First Run Broadcast: August 24 & 25, 2016
1:00 p.m. E.T. (60 minutes)

Planning for the sale of a family business necessarily involves both transactional planning and estate planning – and the goals of these are sometimes in tension.  Transfers to family members can take many forms – a straight sale, a redemption using internally generated cash flow to cash-out a senior generation, an estate “freeze,” and more. Sales to third parties can other forms, but all involve special due diligence issues when the company has been long-controlled by a family.  Whether the businesses is transferred to family members or sold to third parties, the specter of succession drama looms large, bringing to the forefront inter-personal family issues.
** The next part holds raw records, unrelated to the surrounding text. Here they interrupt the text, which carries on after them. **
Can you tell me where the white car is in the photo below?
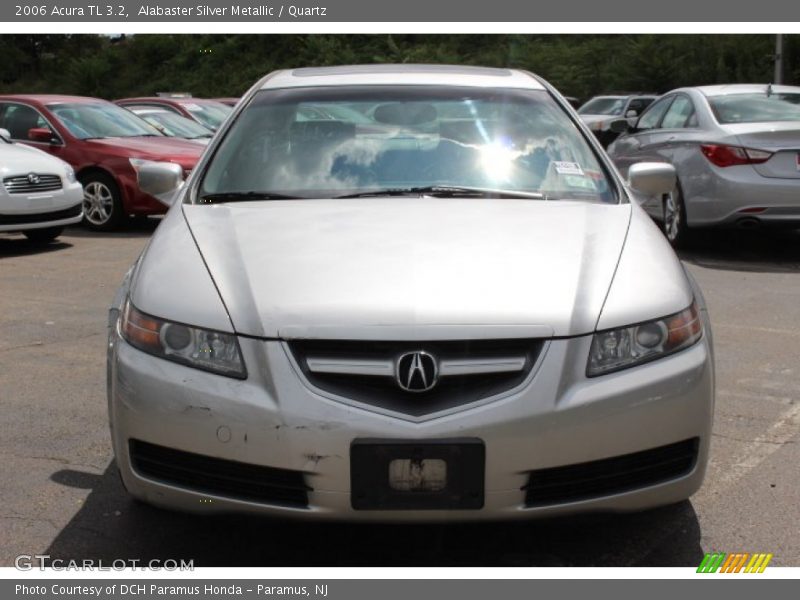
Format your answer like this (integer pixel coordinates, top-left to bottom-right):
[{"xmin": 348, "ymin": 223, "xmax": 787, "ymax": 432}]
[
  {"xmin": 108, "ymin": 65, "xmax": 714, "ymax": 521},
  {"xmin": 0, "ymin": 129, "xmax": 83, "ymax": 242}
]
Layer on top of these business considerations the imperatives of estate planning, including discounting the value of assets transferred, and the overall project becomes very complex.  This program will provide you with an inter-disciplinary guide to planning for the sale of a family business. 

Day 1 – August 24, 2016: 

• Interdisciplinary business and estate planning for sales of family businesses 
• Strategies to avoid family drama in succession planning – intra-family transfers & sales to third parties
• Special diligence issues when buying/selling family businesses
• Intra-family transfers – redemptions, freezes, straight sales 
• Transactional formats for transfers to third parties – entity merger and asset sales
• Planning to retain key employees and transition agreements 
• Finance issues – new capital, use of internal cash flow, debt financing
• Reps, warranties, indemnity and baskets – drafting issues common to closely held companies

Day 2 – August 25, 2016: 

• Successor liability concerns where assets are transferred
• Valuation of family business & conflicting goals of sales v. estate planning
• Understanding range of estate/gift/income tax planning alternatives & circumstances when each is best
• Structuring private annuities to transfer a business and provide income to founders
• Self-cancelling installments notes and intentionally defective irrevocable trusts
• Use of GRATS and “redemptive freezes” 


Paul Kaplun is a partner in the Washington, D.C. office of Venable, LLP where he has an extensive corporate and business planning practice, and provides advisory services to emerging growth companies and entrepreneurs in a variety of industries. He formerly served as an Adjunct Professor of Law at Georgetown University Law Center, where he taught business planning.  Before entering law practice of law, he was a Certified Public Accountant with a national accounting firm, specializing in corporate and individual income tax planning and compliance.  Mr. Kaplun received his B.S.B.A., magna cum laude, from Georgetown University and J.D. from Georgetown University Law Center.